When you upload several files from the same page, you can access them all via the Request.Files collection:

HttpFileCollection uploads = HttpContext.Current.Request.Files;

Let’s declare one file field which you can treat as an instance of HtmlInputFile thanks to the runat="server" attribute.

<p id="upload-area">
<input type="file" runat="server" size="60" />
</p>
<p>
<a href="#" onclick="addFileUploadBox(); return false;">Add file</a>
</p>
<p>
<asp:Button ID="btnSubmit" runat="server"
Text="Upload"
OnClick=
"btnSubmit_Click" />
</p>

This snippet has a link which ads a file field on the fly when clicked. addFileUploadBox is a JavaScript function that performs some DOM manipulation. I noticed that as long as you have at least one HtmlInputFile or FileUpload contol on the page, you can add as many other file fields as you want, and ASP.NET will nicely package them into the Request.Files collection. Go figure.

By clicking the Add file link you add multiple file fields, assign their id and name attributes (otherwise corresponding files won’t be thrown into Request.Files), and add them to the download area.

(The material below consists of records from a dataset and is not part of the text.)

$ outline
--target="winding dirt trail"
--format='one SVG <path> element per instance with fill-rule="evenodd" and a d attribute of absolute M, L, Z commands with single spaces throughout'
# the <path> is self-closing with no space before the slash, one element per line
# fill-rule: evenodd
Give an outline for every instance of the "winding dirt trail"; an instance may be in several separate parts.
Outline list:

All this with only a single server-side upload control! The server-side code on the bottom shows how to process all uploaded files. Remember to check for zero file size in case someone added an upload box but didn’t pick a file. Feel free to copy and paste sample code and play with it.

Conclusion

File uploading in ASP.NET is a very imprecise and imperfect science. This is one area I’d love to see improved in the future. If you find yourself struggling with it, don’t worry—you’re in good company. Stick with stock server controls for rudimentary uploads. Otherwise look around for third-party products.